Wednesday, April 18, 2012

The New Planeswalker Points System and You (if you actually got to GPs) by Ryan Clark

Hello and greetings. Sorry for the long time since my last post, but with it being end of school and all the testing/homework/mowing/actually playing magic, I have failed to set time aside for writing.  Today I thought about talking about standard for the new PTQ season but saying all info I would be providing would be obsolete in about 2 weeks when Avacyn Restored comes out, I thought I would talk about something often looked over: Planeswalker points.
First of all, if you don’t know what planeswalker points are, they are awarded to magic players for wins (or participation) in all sanctioned magic events from prereleases to the Pro tour. What they do is track your records and participation for entry into certain events or byes at Grand Prix’s. If you just play at FNM each week and don’t particularly care for larger events, then perhaps this article isn’t for you (I will you remind you, though, that there will be a FNM championship next year bases off of points from FNM. Once Wizards announces what it is and how to get there I will let you know).
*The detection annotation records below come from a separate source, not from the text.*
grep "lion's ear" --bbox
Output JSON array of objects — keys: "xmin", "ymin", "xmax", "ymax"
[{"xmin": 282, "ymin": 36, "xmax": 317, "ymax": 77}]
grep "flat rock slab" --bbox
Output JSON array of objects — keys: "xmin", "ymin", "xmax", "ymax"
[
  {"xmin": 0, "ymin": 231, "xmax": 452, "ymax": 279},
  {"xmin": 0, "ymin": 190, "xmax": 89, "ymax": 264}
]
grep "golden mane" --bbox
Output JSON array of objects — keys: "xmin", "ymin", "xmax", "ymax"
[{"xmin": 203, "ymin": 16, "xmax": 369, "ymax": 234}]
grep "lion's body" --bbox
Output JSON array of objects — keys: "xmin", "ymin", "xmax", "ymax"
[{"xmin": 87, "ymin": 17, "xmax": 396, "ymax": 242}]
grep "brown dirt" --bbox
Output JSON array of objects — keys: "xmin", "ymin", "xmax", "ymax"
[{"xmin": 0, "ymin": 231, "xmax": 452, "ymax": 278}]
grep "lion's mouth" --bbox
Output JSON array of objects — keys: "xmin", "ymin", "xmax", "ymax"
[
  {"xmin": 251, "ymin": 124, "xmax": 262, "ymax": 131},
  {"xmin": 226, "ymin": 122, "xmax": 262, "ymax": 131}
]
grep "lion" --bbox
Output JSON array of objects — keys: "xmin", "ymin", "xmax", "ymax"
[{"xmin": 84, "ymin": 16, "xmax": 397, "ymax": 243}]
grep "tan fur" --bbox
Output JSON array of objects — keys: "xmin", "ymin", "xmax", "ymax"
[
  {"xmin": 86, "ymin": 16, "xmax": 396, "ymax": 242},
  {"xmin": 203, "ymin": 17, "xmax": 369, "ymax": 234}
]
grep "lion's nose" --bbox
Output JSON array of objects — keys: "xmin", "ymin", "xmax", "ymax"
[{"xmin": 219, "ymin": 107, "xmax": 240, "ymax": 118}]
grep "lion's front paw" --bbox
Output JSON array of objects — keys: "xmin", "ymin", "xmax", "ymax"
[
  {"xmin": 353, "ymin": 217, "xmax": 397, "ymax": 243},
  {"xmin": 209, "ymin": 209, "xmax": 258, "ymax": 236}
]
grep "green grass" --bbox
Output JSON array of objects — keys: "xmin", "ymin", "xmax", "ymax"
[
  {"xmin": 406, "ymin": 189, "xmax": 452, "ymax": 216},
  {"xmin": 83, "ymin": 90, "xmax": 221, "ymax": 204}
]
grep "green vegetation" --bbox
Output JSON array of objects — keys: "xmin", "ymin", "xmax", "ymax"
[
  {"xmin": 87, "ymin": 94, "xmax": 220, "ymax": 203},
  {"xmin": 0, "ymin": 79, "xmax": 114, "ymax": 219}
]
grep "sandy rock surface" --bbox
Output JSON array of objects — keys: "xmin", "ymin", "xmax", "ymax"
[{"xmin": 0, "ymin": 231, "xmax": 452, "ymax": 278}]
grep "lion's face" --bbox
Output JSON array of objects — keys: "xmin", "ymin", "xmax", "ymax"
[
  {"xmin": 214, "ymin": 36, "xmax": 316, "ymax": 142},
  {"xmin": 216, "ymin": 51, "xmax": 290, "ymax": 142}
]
If you are curious as to how many points you have follow this link: to the page and enter the info it asks, its fun!
There are five different categories for planeswalker points: Seasonal, Yearly, Lifetime, FNM, and Professional.
These are points earned by high finishes at Grand Prix’s and Pro Tours. They are very hard to get (Not even I have any) and are used mainly by pros. It determines if they are at a certain pro level to earn an appearance fee when they compete  at large events and if they automatically qualify for Pro Tours . If you have any of these skip the next few paragraphs and get to the seasonal part where I have the most to say and that everyone should listen to and think about.
These are points only earned from FNM and will be used for that FNM championship I talked about earlier… Whenever that is… and whatever that is… So yeah…. Moving on…
Any time you compete in a sanctioned magic event, you get lifetime points. They never disappear or go away. You have them-- you guessed it-- For life. They don’t qualify you for anything, and are mainly used for bragging at how many you have over the years.  Who has the most? Shuuhei Nakamura with 69,336 points. Keep in mind you only earn 3 points for a win at FNM, so basically, you got a long way to go.
It tracks your points over a 12 month period, hence the name. The only thing it’s used for is to determine your eligibility for participating in your country’s World Magic Cup Qualifiers. Plain and simple, don’t worry about it too much.
Finally, we get to the reason why I decided to write this article. Seasonal points are based off of each four month season and show if you qualify for any byes at all at Grand Prix’s (you want byes at GP’s if you want to do well. Its free wins, and who wouldn’t want that?). In fact a new season just started at the start of April, and with it, new thresholds for achieving those precious byes. Under the old system, racking up 300 points got you a one round bye, 600 got you two bye rounds, and 1,200 for 3 rounds. As many as 300 points seems like a lot, but in reality it isn’t.  In fact there were 5091 people in the U.S alone who earned at least 300 points this past season, 1209 had two round byes, and finally 128 Americans earned the all so great 3 round byes. What the problem is, is that with all those byes, Magic games don’t get played at Grand Prix in the early rounds. This makes harder to separate the records of people to decide the top eight in sixteen or so rounds which means people with the same record as some in the top 8 might not get in because of tiebreakers (which also favor byes). So in order to help the problem wizards decided to make it harder to get byes and thus make more people play Magic in the early rounds of GP’s. Now, 400 points get a one round bye, 750 for two and 1500 for the three. If that was in place for last season only 2919 in the US would even have a one round bye, 620 would have two byes, and only the top 61 in the States would have the three. This makes a HUGE difference.  This is going to make so many GP’s easier to determine top 8, 16, 32, and 64 based more off of record and less of opponent match win percentage (tie breakers).  Many of the pros have been asking for it (even ones who wouldn’t have earned the 3 byes) and here it is. Now, if you earned byes last season (December 26- April 1) on the old levels, you get those for this season (April 1-August 19) Starting with points earned this season for byes next season is when the new system starts. So with that in mind (and a GP in San Antonio next season) my goal is to get the 750 points to earn the 2 round bye. I hope this was helpful and remember to hit up those PTQ’s, SCG open events, and GP’s to earn those points and I’ll see you there. Until next time, this is Ryan. May you never get mana screwed.


  1. I definitely had no clue about this aspect of MTG... makes me want to join some tournaments. Definitely need to get used to losing to those pros down at the shop though haha.